Rekomendacja T, po zmianach wprowadzonych w ostatnim czasie przez KNF, pozwala ( dla osób, które nie mają długotrwałych relacji z bankiem) na stosowanie uproszczonej procedury zdolności kredytowej dla kredytów gotówkowych do wysokości jednokrotności średniej płacy, które stanowiły 32 proc. liczby wszystkich udzielonych w 2012 r. W myśl nowych zapisów ta sama metoda obowiązuje przy kredytach ratalnych do wysokości czterokrotności średniej płacy. W 2012 r. udział takich kredytów wyniósł aż 89,5 proc.

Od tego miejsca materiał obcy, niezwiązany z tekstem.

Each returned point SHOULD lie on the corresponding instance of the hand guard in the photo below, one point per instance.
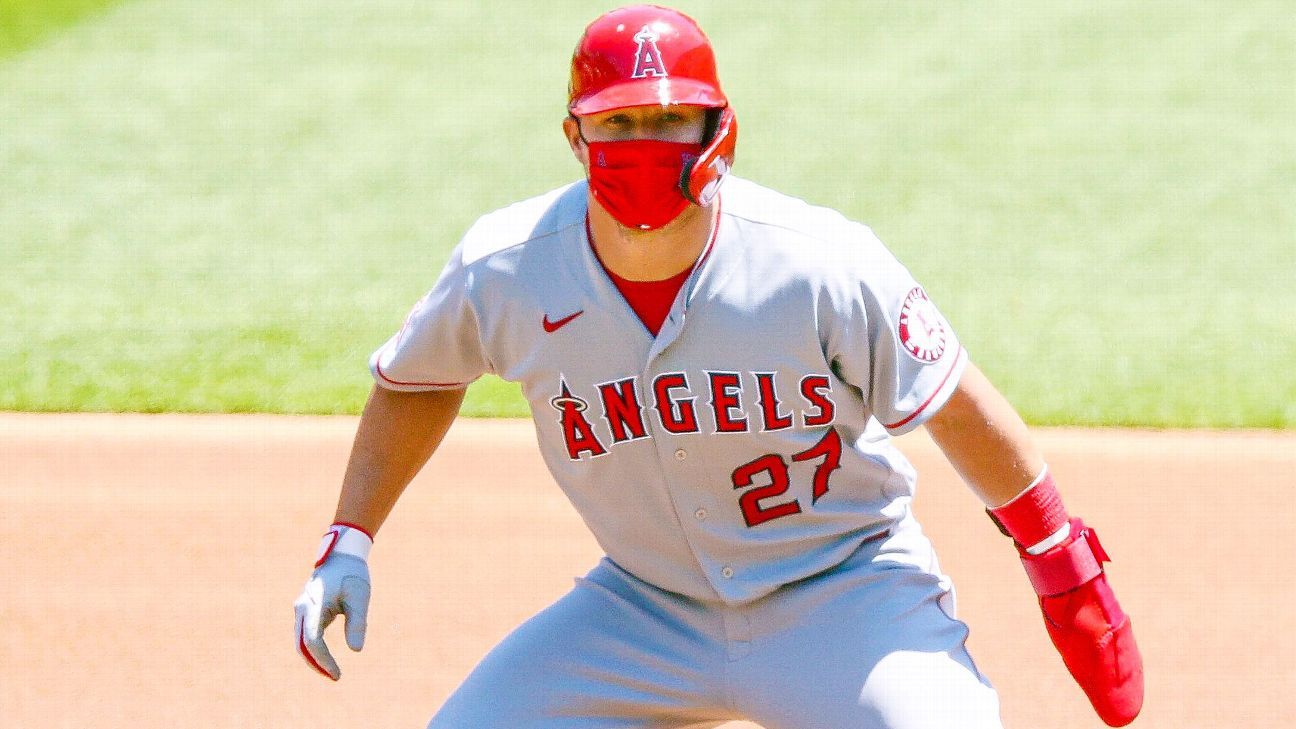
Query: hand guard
(340, 585)
(1087, 625)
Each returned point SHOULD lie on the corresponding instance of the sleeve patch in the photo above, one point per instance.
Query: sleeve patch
(922, 331)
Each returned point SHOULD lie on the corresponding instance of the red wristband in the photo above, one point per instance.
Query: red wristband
(1033, 515)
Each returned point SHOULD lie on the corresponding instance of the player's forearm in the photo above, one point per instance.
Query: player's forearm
(397, 435)
(985, 440)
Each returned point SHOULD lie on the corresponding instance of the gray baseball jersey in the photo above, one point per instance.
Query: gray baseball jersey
(743, 448)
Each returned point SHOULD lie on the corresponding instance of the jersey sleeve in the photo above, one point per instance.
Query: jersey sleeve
(891, 341)
(439, 345)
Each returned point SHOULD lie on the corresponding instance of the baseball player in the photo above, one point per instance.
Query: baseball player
(714, 371)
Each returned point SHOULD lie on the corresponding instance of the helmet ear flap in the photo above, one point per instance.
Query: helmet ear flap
(701, 178)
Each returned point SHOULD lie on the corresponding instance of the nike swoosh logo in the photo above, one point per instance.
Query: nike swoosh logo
(555, 326)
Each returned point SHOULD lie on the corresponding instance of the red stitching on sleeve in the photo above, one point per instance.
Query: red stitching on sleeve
(377, 367)
(922, 407)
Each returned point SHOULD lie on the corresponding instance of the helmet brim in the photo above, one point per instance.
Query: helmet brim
(649, 92)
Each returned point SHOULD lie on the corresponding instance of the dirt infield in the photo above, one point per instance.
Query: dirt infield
(150, 564)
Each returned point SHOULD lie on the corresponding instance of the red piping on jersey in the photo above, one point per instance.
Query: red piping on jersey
(922, 407)
(377, 367)
(357, 527)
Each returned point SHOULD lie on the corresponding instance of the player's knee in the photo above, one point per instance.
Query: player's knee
(929, 690)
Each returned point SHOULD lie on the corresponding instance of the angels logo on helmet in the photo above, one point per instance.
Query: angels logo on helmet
(648, 61)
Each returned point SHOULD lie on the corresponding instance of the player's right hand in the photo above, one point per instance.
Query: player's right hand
(1086, 624)
(340, 585)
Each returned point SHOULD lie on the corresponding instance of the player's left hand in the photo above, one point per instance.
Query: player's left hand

- Można się spodziewać, że w efekcie nowelizacji rekomendacji T nastąpi powrót kredytów ratalnych do banków. Przyczyną migracji kredytów ratalnych na rynek nieregulowany był wymóg stosowania pełnej procedury badania zdolności kredytowej, to po zmianach nie ma przeszkód do powrotu kredytów ratalnych do banków – tłumaczy Topiński.
- Natomiast w zakresie kredytów gotówkowych może ona powstrzymać tempo wzrostu udziału firm pożyczkowych, ale nadal pozostaną one ważnym graczem i ich pozycja zostanie utrzymana –dodaje ekonomista BIK.